Taoiseach Micheál Martin. Photo: Julien Behal Photography

Taoiseach Micheál Martin. Photo: Julien Behal Photography

Taoiseach Micheál Martin. Photo: Julien Behal Photography

The National Public Health Emergency Team has urged the Government to reimpose restrictions on household visits and the hospitality sector from December 28.

In a letter to government, Chief Medical Officer Tony Holohan’s team said home visits should be reduced to just one other household from three days after Christmas Day:

Nphet also said pubs and restaurants should close from this date.

The recommendations are made against the backdrop of rising new Covid-19 cases since the lockdown ended on December 1.

The cabinet will consider the recommendations next week.
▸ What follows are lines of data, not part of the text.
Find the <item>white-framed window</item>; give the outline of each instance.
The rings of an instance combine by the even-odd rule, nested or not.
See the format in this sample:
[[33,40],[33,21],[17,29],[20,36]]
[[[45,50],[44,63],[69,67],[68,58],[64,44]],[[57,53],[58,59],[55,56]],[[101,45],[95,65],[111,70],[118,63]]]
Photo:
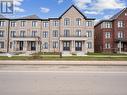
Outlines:
[[16,21],[11,21],[11,27],[16,27]]
[[57,20],[53,21],[53,26],[59,26],[59,22]]
[[58,41],[53,41],[53,48],[58,48]]
[[64,30],[64,37],[69,37],[70,36],[70,30],[65,29]]
[[32,31],[31,36],[32,36],[32,37],[36,37],[36,36],[37,36],[36,34],[37,34],[37,31]]
[[4,48],[4,42],[0,41],[0,48]]
[[48,31],[43,31],[43,38],[47,38],[48,37]]
[[58,37],[58,30],[53,30],[53,37]]
[[109,49],[109,48],[111,48],[111,45],[110,45],[110,43],[105,43],[105,48],[106,48],[106,49]]
[[92,48],[92,42],[87,42],[87,48],[91,49]]
[[43,48],[44,48],[44,49],[48,49],[48,42],[44,42]]
[[20,31],[20,37],[25,37],[25,31]]
[[76,37],[81,37],[81,30],[76,30]]
[[4,27],[5,26],[5,21],[0,21],[0,27]]
[[16,37],[16,31],[11,31],[11,37]]
[[118,28],[124,27],[124,21],[118,21]]
[[48,21],[44,21],[43,22],[43,27],[48,27],[49,26],[49,22]]
[[37,21],[32,21],[32,27],[37,27]]
[[118,38],[123,38],[124,37],[124,34],[122,31],[118,32]]
[[21,21],[21,27],[25,26],[26,21]]
[[85,25],[86,25],[86,27],[92,27],[93,26],[93,21],[86,21]]
[[4,31],[0,30],[0,37],[4,37]]
[[76,18],[76,25],[78,25],[78,26],[81,25],[81,18]]
[[111,32],[105,32],[105,38],[111,38]]
[[87,37],[92,37],[92,31],[91,30],[87,30],[86,31],[86,36]]
[[69,18],[65,18],[65,19],[64,19],[64,25],[65,25],[65,26],[70,25],[70,19],[69,19]]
Speaking on RTÉ Six One earlier, Taoiseach Micheal Martin said he was “very worried” about the growing cases numbers and confirmed that Nphet have recommended restrictions on household visits and on the hospitality sector be brought in before New Year’s Eve.

The Taoiseach said Nphet’s worries stem from a rise in cases among all ages and the resulting effect this may have on hospitalisations, ICU admissions and mortality.

“While the rise in the second wave was largely in younger people so it did not have the same effect on hospitalisations and ICUs,” Mr Martin said, adding that the healthcare system in Ireland is in good shape this winter, but said “we want to keep it that way.”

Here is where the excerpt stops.